Antibiotic resistance has been a self-perpetuating issue, in that as doctors attempt to treat bacterial infections with antibiotics, these bacteria become resistant and can no longer be killed. New, more powerful forms of bacteria such as MRSA have made headlines, and doctors and the human body is all but defenseless against these so-called “superbugs”. But how did this problem come up in the first place?
The first antibiotic was penicillin, invented by Alexander Fleming in 1928. Reportedly, he discovered this drug when he observed that bacteria were not growing in an area with this liquid. As mentioned in our Drug Discovery post, “stumbling” upon a treatment is rare, but this trip-up helped spark a revolution in the treatment of diseases.
Penicillin became a worldwide phenomenon, as more and more doctors became aware of the power of such a drug. However, as they say, with great power comes great responsibility. And people abused this power.
Nowadays, antibiotics are very prominent in drugs around the world. Antibiotics have been used to treat the biggest diseases and bacterial infections of our century, such as ear infections. However, antibiotics cannot treat viral infections, such as the common cold, because since viruses insert their genetic material into a human cell's DNA in order to reproduce, bacteria and viruses have different mechanisms and machinery to survive and replicate. The antibiotic has no “target” to attack in a virus. Doctors began to prescribe antibiotics for many diseases, sometimes excessively, contributing to the global issue of antibiotic resistance. The bacteria that survives the treatment is mutated to be able to do so, and pumping the body with the same medicine no longer has an effect.

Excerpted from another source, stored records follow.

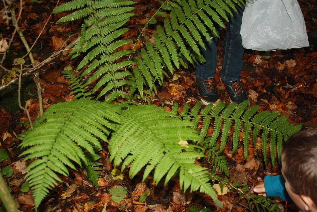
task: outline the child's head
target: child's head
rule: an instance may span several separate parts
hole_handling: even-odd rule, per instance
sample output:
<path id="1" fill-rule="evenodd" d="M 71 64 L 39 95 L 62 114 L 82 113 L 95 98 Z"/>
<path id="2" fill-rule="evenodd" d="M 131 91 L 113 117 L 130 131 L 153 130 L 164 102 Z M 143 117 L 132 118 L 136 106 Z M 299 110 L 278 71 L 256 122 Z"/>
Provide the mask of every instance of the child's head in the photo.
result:
<path id="1" fill-rule="evenodd" d="M 292 200 L 301 209 L 317 209 L 317 130 L 291 136 L 282 150 L 282 174 Z"/>

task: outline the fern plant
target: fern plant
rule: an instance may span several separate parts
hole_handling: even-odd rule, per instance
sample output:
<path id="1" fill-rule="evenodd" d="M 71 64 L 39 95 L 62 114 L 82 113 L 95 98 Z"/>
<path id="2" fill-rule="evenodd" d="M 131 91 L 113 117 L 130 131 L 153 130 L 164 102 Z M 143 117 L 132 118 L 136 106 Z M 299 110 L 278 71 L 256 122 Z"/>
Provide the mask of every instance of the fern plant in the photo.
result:
<path id="1" fill-rule="evenodd" d="M 258 112 L 260 106 L 254 106 L 248 107 L 249 103 L 249 101 L 247 100 L 238 105 L 234 102 L 227 105 L 225 102 L 220 102 L 214 106 L 209 105 L 203 109 L 201 108 L 201 104 L 198 103 L 190 110 L 189 105 L 185 105 L 180 115 L 184 120 L 192 120 L 195 128 L 201 121 L 200 135 L 203 138 L 206 136 L 210 125 L 213 126 L 212 135 L 205 140 L 204 144 L 205 149 L 210 148 L 214 152 L 214 148 L 215 148 L 216 142 L 220 138 L 218 154 L 224 149 L 228 137 L 231 133 L 231 126 L 234 127 L 232 133 L 232 153 L 234 154 L 238 149 L 240 132 L 243 131 L 245 160 L 248 156 L 249 142 L 253 141 L 255 148 L 257 139 L 259 137 L 261 140 L 264 163 L 267 166 L 267 158 L 270 157 L 274 167 L 276 154 L 280 160 L 283 143 L 290 135 L 300 130 L 302 125 L 290 124 L 288 117 L 279 116 L 280 113 L 277 111 L 271 113 L 264 111 Z M 172 112 L 177 110 L 178 106 L 175 104 Z M 202 144 L 202 142 L 200 144 Z M 270 154 L 268 155 L 267 152 L 269 146 Z"/>
<path id="2" fill-rule="evenodd" d="M 224 27 L 221 19 L 228 20 L 227 13 L 232 14 L 231 10 L 236 10 L 234 3 L 239 4 L 243 1 L 166 0 L 155 14 L 165 15 L 162 10 L 171 10 L 169 19 L 164 20 L 164 29 L 158 25 L 154 44 L 146 41 L 141 55 L 135 58 L 131 54 L 137 52 L 132 50 L 117 51 L 131 41 L 120 36 L 127 30 L 123 26 L 133 15 L 130 12 L 134 8 L 127 6 L 133 2 L 73 0 L 60 6 L 54 12 L 79 9 L 59 22 L 86 18 L 81 39 L 71 52 L 72 58 L 85 53 L 76 71 L 84 68 L 81 76 L 87 79 L 85 85 L 95 81 L 92 94 L 98 93 L 99 98 L 111 93 L 110 97 L 113 99 L 122 94 L 122 88 L 126 85 L 131 94 L 137 89 L 142 96 L 145 86 L 156 92 L 153 83 L 161 85 L 167 75 L 165 68 L 172 73 L 174 66 L 187 67 L 187 61 L 193 64 L 197 56 L 201 56 L 198 47 L 204 48 L 204 39 L 210 40 L 211 35 L 217 34 L 213 23 Z M 133 67 L 130 68 L 133 64 Z"/>
<path id="3" fill-rule="evenodd" d="M 36 208 L 51 187 L 61 181 L 57 174 L 68 175 L 68 167 L 76 169 L 74 164 L 81 167 L 83 162 L 95 178 L 92 171 L 98 168 L 93 167 L 98 164 L 91 161 L 99 157 L 99 140 L 107 140 L 120 120 L 118 109 L 115 105 L 84 99 L 56 104 L 37 120 L 33 130 L 21 135 L 20 146 L 25 150 L 21 155 L 27 155 L 25 160 L 37 158 L 26 175 Z"/>
<path id="4" fill-rule="evenodd" d="M 275 200 L 263 196 L 250 193 L 250 188 L 247 185 L 239 183 L 238 182 L 230 182 L 227 178 L 223 179 L 215 175 L 211 176 L 214 180 L 219 181 L 222 186 L 227 187 L 230 188 L 231 191 L 233 189 L 237 190 L 239 195 L 239 199 L 243 197 L 246 199 L 250 211 L 255 211 L 255 210 L 257 212 L 261 211 L 280 212 L 283 211 L 280 208 L 278 203 Z M 255 207 L 253 207 L 252 205 Z M 262 210 L 260 209 L 260 207 Z"/>

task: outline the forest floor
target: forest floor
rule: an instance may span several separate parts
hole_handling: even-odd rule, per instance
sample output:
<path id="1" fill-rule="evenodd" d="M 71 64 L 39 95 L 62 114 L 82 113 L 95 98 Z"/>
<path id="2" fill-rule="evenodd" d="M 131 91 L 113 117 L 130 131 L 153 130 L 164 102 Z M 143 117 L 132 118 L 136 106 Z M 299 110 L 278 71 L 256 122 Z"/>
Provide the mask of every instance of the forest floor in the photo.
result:
<path id="1" fill-rule="evenodd" d="M 125 38 L 135 39 L 139 35 L 139 29 L 144 27 L 147 18 L 153 14 L 158 6 L 156 1 L 140 0 L 134 5 L 134 12 L 137 15 L 132 18 L 127 24 L 131 30 L 124 35 Z M 27 40 L 32 43 L 40 32 L 44 24 L 56 4 L 51 0 L 23 1 L 24 9 L 21 14 L 19 24 Z M 317 28 L 317 2 L 316 0 L 303 0 L 299 2 L 304 15 L 307 34 L 309 35 Z M 17 5 L 16 5 L 18 8 Z M 33 54 L 36 60 L 41 61 L 52 52 L 58 50 L 64 42 L 68 43 L 75 36 L 69 36 L 79 33 L 81 29 L 80 21 L 71 23 L 58 24 L 56 21 L 63 14 L 56 14 L 45 27 L 40 41 L 35 47 Z M 4 19 L 0 18 L 0 31 L 4 37 L 10 37 L 13 27 L 8 26 Z M 153 39 L 155 32 L 154 26 L 150 25 L 144 32 L 144 38 Z M 221 68 L 223 56 L 224 31 L 222 32 L 217 44 L 218 63 L 215 76 L 220 99 L 230 103 L 224 85 L 220 81 L 219 71 Z M 22 42 L 17 36 L 15 38 L 7 57 L 18 57 L 25 53 Z M 142 44 L 137 45 L 140 48 Z M 127 47 L 131 48 L 132 46 Z M 72 95 L 67 79 L 62 72 L 65 67 L 75 67 L 76 60 L 70 60 L 68 55 L 62 55 L 43 67 L 41 70 L 41 85 L 43 89 L 44 108 L 59 102 L 71 101 Z M 292 123 L 302 123 L 303 129 L 317 128 L 317 51 L 308 48 L 277 51 L 268 53 L 246 50 L 243 58 L 243 66 L 241 79 L 247 91 L 251 105 L 260 106 L 260 110 L 278 111 L 287 115 Z M 8 64 L 7 64 L 8 65 Z M 9 64 L 8 67 L 10 67 Z M 195 82 L 194 67 L 176 72 L 171 78 L 166 79 L 157 95 L 153 94 L 151 103 L 162 106 L 170 111 L 174 102 L 180 106 L 180 110 L 186 103 L 192 104 L 200 101 L 197 94 Z M 9 80 L 4 76 L 3 80 Z M 23 79 L 22 102 L 27 106 L 32 119 L 39 114 L 36 86 L 30 78 Z M 31 192 L 25 184 L 23 172 L 27 164 L 19 157 L 21 150 L 18 147 L 19 141 L 17 135 L 28 127 L 28 119 L 25 113 L 19 110 L 17 103 L 17 87 L 14 85 L 0 92 L 0 139 L 3 144 L 0 151 L 5 148 L 9 150 L 12 158 L 2 160 L 0 155 L 0 169 L 10 166 L 13 172 L 5 179 L 12 190 L 11 194 L 18 203 L 21 211 L 34 210 L 34 202 Z M 228 145 L 228 146 L 230 146 Z M 243 198 L 239 200 L 238 195 L 229 191 L 219 198 L 224 207 L 217 208 L 211 199 L 201 194 L 184 194 L 180 191 L 177 179 L 167 185 L 154 185 L 151 178 L 144 183 L 140 183 L 140 176 L 130 179 L 125 170 L 121 175 L 113 174 L 115 168 L 109 161 L 109 154 L 107 150 L 100 152 L 102 156 L 100 162 L 104 164 L 98 182 L 99 188 L 87 180 L 83 170 L 72 171 L 70 176 L 62 177 L 63 182 L 54 188 L 43 201 L 40 210 L 43 211 L 88 211 L 132 210 L 141 212 L 152 210 L 165 211 L 248 211 L 247 203 Z M 228 146 L 224 154 L 228 159 L 230 179 L 248 184 L 250 186 L 263 182 L 268 174 L 279 174 L 278 164 L 275 167 L 269 165 L 266 168 L 263 161 L 257 157 L 253 148 L 250 150 L 246 161 L 244 160 L 242 147 L 233 155 Z M 256 151 L 261 152 L 261 147 Z M 2 152 L 0 152 L 0 153 Z M 120 203 L 112 200 L 108 189 L 113 186 L 126 187 L 128 194 Z M 146 191 L 150 192 L 145 201 L 140 201 Z M 132 197 L 132 198 L 131 198 Z M 285 202 L 280 202 L 281 205 Z M 0 203 L 1 205 L 1 203 Z M 105 206 L 106 206 L 106 207 Z M 202 209 L 208 207 L 204 209 Z M 0 211 L 1 208 L 0 208 Z M 288 211 L 296 210 L 294 207 Z"/>

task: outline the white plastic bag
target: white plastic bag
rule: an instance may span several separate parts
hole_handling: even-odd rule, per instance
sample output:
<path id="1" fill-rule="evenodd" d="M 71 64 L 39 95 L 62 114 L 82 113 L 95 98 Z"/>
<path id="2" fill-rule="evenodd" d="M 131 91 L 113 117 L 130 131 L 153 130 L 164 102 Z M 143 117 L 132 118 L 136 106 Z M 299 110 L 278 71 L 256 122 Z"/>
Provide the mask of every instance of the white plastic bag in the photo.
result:
<path id="1" fill-rule="evenodd" d="M 249 49 L 274 51 L 309 46 L 296 0 L 249 0 L 240 34 L 243 47 Z"/>

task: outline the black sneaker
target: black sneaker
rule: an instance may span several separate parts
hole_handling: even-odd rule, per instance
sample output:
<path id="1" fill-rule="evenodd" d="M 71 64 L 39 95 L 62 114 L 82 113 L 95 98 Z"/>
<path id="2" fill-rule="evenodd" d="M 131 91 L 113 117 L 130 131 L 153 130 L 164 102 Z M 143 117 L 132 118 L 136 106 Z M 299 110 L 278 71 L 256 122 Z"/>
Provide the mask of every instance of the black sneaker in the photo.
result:
<path id="1" fill-rule="evenodd" d="M 219 99 L 215 79 L 213 77 L 196 79 L 198 87 L 198 94 L 201 98 L 201 101 L 205 105 L 214 104 Z"/>
<path id="2" fill-rule="evenodd" d="M 236 102 L 239 104 L 244 100 L 249 99 L 248 95 L 239 79 L 232 82 L 223 81 L 223 82 L 224 84 L 226 89 L 229 94 L 229 99 L 231 103 Z"/>

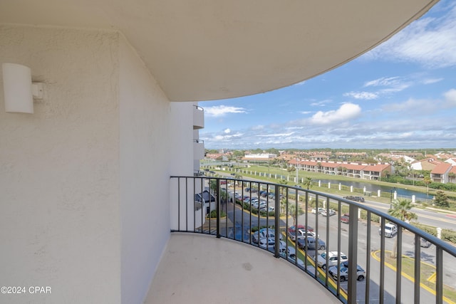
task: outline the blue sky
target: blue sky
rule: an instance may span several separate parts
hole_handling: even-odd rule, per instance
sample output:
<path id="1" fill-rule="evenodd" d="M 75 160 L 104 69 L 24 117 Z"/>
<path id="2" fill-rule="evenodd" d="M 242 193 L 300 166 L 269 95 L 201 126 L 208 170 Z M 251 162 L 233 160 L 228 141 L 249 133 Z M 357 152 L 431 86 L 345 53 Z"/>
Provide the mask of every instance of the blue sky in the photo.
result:
<path id="1" fill-rule="evenodd" d="M 456 148 L 456 1 L 323 75 L 200 105 L 207 149 Z"/>

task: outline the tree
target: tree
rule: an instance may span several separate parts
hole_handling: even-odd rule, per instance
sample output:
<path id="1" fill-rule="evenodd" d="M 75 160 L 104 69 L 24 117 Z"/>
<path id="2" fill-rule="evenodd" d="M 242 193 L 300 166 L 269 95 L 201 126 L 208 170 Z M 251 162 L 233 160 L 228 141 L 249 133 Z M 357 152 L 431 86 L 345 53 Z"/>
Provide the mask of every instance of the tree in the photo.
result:
<path id="1" fill-rule="evenodd" d="M 437 190 L 435 192 L 435 199 L 434 203 L 439 207 L 449 207 L 450 203 L 448 202 L 448 196 L 442 190 Z"/>
<path id="2" fill-rule="evenodd" d="M 304 184 L 304 186 L 307 187 L 307 190 L 309 190 L 309 188 L 312 187 L 312 178 L 309 177 L 306 177 Z"/>
<path id="3" fill-rule="evenodd" d="M 286 185 L 286 184 L 288 184 L 288 182 L 286 182 L 286 180 L 285 179 L 281 179 L 280 182 L 279 182 L 279 184 Z M 280 187 L 280 194 L 282 194 L 282 196 L 284 196 L 284 187 Z"/>
<path id="4" fill-rule="evenodd" d="M 412 208 L 413 208 L 413 204 L 411 201 L 408 201 L 407 199 L 395 199 L 393 201 L 391 209 L 388 211 L 388 213 L 402 221 L 408 223 L 411 220 L 418 219 L 418 216 L 415 213 L 410 211 Z M 391 255 L 390 256 L 391 258 L 396 258 L 398 238 L 395 238 L 394 240 L 394 246 L 391 251 Z"/>

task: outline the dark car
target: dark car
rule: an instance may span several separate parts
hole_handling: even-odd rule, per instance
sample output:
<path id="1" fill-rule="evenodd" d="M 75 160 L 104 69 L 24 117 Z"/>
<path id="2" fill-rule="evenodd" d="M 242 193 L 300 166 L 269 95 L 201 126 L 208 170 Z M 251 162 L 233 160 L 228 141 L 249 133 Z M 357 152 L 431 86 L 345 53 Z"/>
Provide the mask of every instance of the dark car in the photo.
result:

However, there exists a different form of bacterial treatment: bacteriophage. Bacteriophage (phage) are microscopic virions that infect bacteria as a host. While phage therapy has existed in Russia, Western countries have been slow to adopt the novel-to-them idea, having placed strict regulations on phage therapy in humans. Phage may actually be more effective than Western antibiotics because they can mutate and kill bacteria despite some temporary resistance, as phage and host are locked in an evolutionary arms race. Since evolution forms the core of the global problem of antibiotic resistance, phage are able to attack the issue at its heart, continually evolving alongside their host.
Phage follow one of two infection pathways, more commonly through the lytic cycle. As soon as a lytic phage enters the bacteria, it uses the host’s organelles to produce more virions. Eventually, too many virions cause an increase in pressure within the bacterial cell, causing it to pop (lyse), releasing the phage that go on to infect new hosts.
Lysogenic phage, on the other hand, may transition between a lytic virion-production stage, and a dormant stage. In normal conditions, the phage inserts its genetic information into the bacteria, but is not translated into more virions. This info gets copied as the bacterium replicates, essentially placing land mines in the bacterial genome, waiting for the right time to go off. When the phage detects that conditions are deteriorating, its genes will “switch on”, transitioning to the lytic cycle and killing the host. While the mechanism for this detection is still unknown, lysogenic phage may still be useful in human treatment.
There still needs to be further research done on phage therapy to determine its safety and efficacy. However, they may hold promise of a future void of antibacterial resistance.